Once we have identified all the studies to include in the systematic review, they will be checked for biases which could skew their results or make them unreliable in some way. For example, studies where lots of people dropped out of a trial (‘attrition’ bias). Attrition bias can make an intervention look like it works better than it really does – it may have worked for those who stayed in the trial, but not those who left (who may have left because it wasn’t working for them).
We will then statistically analyse the data in all the remaining studies to determine the effectiveness of meal replacements for weight loss.
The main thing we will be looking for (the 'primary outcome') will be how much weight people lose on average between starting meal replacements (the ‘baseline’) and 12 months later.
However, we will also look at 'secondary outcomes', such as weight change at six months or beyond 12 months, if this is reported in the study papers. We will also examine other factors, such as changes in the rates of diabetes, cardiovascular risk and quality of life.
We will also look for information in the reports of the studies to help us identify factors associated with successful weight loss.
If we find evidence that meal replacements are effective, we will use our knowledge of weight management in primary care together with the evidence from our review to develop a programme and resources that health professionals can use to support patients to lose weight.
This will include considering what existing evidence tells us about what works, for whom, and in what circumstances. This will help us to make our resources as applicable to as many people and situations as possible.
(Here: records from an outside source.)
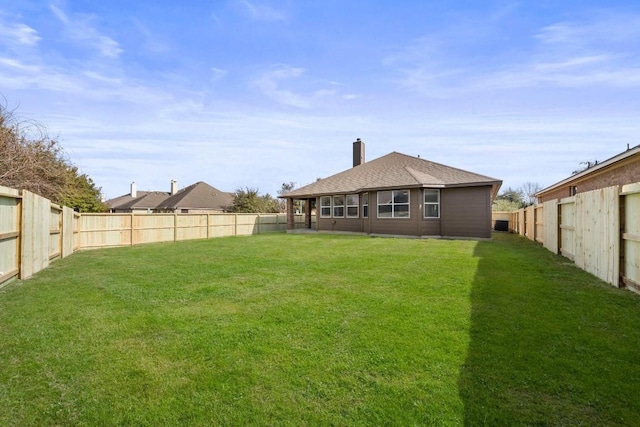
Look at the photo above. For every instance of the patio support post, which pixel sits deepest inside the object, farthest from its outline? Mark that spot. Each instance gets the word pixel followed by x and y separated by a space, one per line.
pixel 291 218
pixel 307 213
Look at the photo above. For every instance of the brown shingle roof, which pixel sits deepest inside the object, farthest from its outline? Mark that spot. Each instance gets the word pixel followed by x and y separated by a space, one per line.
pixel 395 170
pixel 196 196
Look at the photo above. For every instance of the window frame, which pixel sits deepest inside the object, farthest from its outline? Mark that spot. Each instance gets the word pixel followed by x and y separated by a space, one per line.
pixel 356 205
pixel 393 204
pixel 425 203
pixel 324 206
pixel 336 206
pixel 365 205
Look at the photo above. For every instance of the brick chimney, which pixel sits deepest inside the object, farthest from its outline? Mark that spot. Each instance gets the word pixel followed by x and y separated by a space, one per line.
pixel 358 152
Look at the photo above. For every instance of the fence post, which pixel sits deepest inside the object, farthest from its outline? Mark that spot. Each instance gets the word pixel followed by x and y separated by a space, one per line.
pixel 175 226
pixel 132 229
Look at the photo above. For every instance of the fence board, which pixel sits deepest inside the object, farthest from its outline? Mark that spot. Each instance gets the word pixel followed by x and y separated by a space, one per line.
pixel 530 222
pixel 67 231
pixel 550 225
pixel 9 234
pixel 36 220
pixel 539 223
pixel 598 233
pixel 631 237
pixel 567 214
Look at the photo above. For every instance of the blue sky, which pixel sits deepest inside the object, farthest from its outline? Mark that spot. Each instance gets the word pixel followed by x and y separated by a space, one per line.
pixel 254 93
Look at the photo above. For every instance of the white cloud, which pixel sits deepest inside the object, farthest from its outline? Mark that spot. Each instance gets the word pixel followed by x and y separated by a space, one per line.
pixel 218 73
pixel 80 29
pixel 261 12
pixel 269 84
pixel 18 34
pixel 599 51
pixel 17 65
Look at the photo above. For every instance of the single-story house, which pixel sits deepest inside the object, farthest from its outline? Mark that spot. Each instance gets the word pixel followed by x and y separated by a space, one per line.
pixel 619 170
pixel 196 198
pixel 399 194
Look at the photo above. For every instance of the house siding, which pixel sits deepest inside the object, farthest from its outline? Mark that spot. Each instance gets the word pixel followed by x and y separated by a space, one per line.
pixel 618 174
pixel 466 212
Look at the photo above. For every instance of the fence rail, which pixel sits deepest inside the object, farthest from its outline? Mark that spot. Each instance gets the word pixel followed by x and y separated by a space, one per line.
pixel 598 230
pixel 35 232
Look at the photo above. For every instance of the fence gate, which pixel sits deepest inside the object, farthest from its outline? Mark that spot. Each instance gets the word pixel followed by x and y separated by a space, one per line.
pixel 630 269
pixel 567 214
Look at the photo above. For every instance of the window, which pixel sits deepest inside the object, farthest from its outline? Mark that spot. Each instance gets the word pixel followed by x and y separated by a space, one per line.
pixel 325 207
pixel 365 205
pixel 353 202
pixel 338 206
pixel 393 204
pixel 432 203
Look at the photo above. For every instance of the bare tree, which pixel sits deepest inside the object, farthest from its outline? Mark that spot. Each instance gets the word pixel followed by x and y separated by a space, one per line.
pixel 528 191
pixel 31 160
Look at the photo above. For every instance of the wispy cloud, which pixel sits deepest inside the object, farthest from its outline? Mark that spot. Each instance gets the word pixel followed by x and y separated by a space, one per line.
pixel 81 29
pixel 260 12
pixel 598 51
pixel 17 65
pixel 218 73
pixel 18 34
pixel 269 84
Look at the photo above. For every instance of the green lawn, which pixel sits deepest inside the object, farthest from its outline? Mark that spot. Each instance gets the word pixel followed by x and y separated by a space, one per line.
pixel 297 330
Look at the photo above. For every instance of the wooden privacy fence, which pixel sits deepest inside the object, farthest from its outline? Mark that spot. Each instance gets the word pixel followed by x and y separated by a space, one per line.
pixel 599 230
pixel 116 229
pixel 34 231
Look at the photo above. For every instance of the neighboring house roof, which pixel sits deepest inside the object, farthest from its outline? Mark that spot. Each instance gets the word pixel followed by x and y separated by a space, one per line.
pixel 597 168
pixel 395 170
pixel 196 196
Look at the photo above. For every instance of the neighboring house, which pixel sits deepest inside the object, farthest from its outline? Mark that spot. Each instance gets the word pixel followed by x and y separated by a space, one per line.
pixel 619 170
pixel 196 198
pixel 399 195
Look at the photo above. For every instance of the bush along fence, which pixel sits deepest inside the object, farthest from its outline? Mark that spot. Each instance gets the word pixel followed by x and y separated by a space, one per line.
pixel 34 231
pixel 598 230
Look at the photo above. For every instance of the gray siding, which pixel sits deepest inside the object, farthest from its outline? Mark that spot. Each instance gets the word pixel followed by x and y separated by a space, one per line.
pixel 466 212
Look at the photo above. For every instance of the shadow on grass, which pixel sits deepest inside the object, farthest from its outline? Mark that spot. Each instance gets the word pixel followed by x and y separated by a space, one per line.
pixel 549 343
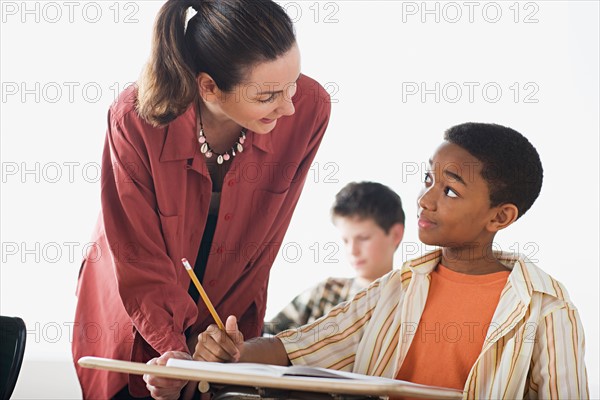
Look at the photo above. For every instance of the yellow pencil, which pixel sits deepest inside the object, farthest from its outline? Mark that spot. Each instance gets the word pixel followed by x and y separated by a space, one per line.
pixel 203 294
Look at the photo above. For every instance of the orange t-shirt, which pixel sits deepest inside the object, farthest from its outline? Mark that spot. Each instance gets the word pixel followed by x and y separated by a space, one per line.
pixel 452 329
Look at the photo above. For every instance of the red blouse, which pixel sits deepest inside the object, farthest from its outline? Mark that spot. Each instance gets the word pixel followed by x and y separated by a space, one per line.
pixel 133 300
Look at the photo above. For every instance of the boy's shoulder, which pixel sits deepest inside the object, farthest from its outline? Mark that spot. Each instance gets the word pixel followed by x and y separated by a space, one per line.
pixel 528 277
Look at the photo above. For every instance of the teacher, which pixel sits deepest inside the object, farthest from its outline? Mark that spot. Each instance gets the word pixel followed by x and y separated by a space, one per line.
pixel 205 158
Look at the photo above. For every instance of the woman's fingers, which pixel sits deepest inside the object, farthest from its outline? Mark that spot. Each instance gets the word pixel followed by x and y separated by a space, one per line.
pixel 216 345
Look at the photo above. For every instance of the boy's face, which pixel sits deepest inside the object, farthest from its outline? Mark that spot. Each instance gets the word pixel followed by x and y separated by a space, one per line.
pixel 368 248
pixel 454 206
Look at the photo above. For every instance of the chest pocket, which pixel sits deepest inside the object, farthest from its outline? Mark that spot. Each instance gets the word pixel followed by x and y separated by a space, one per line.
pixel 170 226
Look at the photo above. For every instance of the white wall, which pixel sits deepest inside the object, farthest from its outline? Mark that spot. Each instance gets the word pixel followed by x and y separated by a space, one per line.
pixel 369 54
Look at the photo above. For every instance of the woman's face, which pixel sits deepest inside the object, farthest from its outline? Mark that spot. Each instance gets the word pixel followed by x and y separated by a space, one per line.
pixel 265 96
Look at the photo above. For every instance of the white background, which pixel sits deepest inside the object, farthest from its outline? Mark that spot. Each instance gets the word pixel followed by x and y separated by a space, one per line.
pixel 372 57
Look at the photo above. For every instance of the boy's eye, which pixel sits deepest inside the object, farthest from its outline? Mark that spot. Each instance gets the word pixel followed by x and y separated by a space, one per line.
pixel 450 192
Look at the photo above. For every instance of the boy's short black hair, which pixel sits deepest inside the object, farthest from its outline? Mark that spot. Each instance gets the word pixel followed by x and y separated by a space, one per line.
pixel 369 200
pixel 511 165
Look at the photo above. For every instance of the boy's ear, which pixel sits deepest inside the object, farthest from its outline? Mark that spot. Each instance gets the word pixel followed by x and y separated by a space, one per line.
pixel 397 232
pixel 505 214
pixel 209 91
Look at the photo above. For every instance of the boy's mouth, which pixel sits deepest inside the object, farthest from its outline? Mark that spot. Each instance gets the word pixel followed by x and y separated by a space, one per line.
pixel 425 223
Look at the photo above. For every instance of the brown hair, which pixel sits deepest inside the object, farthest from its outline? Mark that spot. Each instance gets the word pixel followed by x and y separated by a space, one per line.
pixel 223 39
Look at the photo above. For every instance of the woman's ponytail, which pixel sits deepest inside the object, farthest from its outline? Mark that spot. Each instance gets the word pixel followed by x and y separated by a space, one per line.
pixel 167 85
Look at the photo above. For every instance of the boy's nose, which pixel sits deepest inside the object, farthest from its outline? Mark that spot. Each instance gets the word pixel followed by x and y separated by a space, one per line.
pixel 354 249
pixel 425 200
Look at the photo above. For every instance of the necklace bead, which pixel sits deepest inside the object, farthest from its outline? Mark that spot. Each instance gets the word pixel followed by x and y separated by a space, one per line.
pixel 221 157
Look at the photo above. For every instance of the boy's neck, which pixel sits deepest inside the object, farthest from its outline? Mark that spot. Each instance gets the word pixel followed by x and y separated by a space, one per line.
pixel 471 260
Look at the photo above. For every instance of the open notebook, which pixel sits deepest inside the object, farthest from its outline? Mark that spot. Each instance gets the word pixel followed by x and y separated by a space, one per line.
pixel 252 369
pixel 297 378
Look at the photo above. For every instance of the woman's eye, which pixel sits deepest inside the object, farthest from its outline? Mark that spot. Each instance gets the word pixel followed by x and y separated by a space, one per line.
pixel 269 99
pixel 427 178
pixel 450 192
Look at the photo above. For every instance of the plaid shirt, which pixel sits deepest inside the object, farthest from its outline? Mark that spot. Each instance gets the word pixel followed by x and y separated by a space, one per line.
pixel 313 303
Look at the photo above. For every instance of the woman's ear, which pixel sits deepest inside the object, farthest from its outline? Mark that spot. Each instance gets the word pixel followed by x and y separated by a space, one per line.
pixel 504 215
pixel 208 89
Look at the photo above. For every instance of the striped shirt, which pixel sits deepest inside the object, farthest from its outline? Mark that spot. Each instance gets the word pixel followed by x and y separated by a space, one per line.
pixel 534 347
pixel 313 303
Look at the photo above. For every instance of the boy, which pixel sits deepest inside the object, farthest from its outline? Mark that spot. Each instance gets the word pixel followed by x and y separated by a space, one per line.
pixel 370 219
pixel 492 324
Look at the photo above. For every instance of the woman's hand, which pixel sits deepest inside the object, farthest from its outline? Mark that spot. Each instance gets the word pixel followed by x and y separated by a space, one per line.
pixel 165 388
pixel 216 345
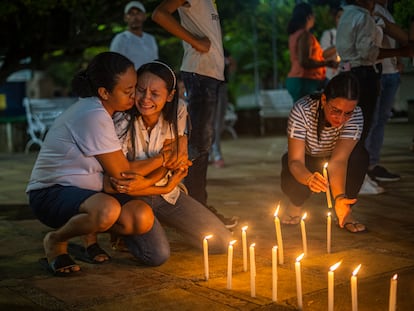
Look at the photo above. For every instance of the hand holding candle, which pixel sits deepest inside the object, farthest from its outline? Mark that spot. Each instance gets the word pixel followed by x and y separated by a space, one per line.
pixel 299 281
pixel 205 251
pixel 303 229
pixel 331 285
pixel 230 264
pixel 244 244
pixel 354 289
pixel 279 235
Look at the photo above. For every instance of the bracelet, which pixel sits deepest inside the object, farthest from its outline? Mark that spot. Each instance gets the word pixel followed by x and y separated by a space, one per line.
pixel 340 196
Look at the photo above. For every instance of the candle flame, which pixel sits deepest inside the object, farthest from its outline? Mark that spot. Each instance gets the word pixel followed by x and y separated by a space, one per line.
pixel 277 210
pixel 356 270
pixel 299 258
pixel 304 216
pixel 333 268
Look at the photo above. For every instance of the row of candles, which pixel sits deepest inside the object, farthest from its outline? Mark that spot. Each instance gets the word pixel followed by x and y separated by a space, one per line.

We will invite our patient and public involvement (PPI) group and practice nurses to comment on and give feedback on the content and format of these resources.

How this could benefir patients

If we can develop a programme and resources that nurses feel confident to deliver and patients think is acceptable to them we will plan a formal trial. The trial will see if this meal replacement approach to weight loss can help more people to lose more weight than the advice usually provided by doctors or nurses in GP surgeries.
Effective and proven strategies for weight loss have the potential to improve the quality of life and a programme like this could be used by large numbers of people. Successful weight loss can reduce the risk of a host of different diseases, from strokes to diabetes. In turn, this will reduce people’s need to use NHS services and medication.
This has the added benefit of freeing up resources, in terms of health professional time as well as financial, for other patients and conditions.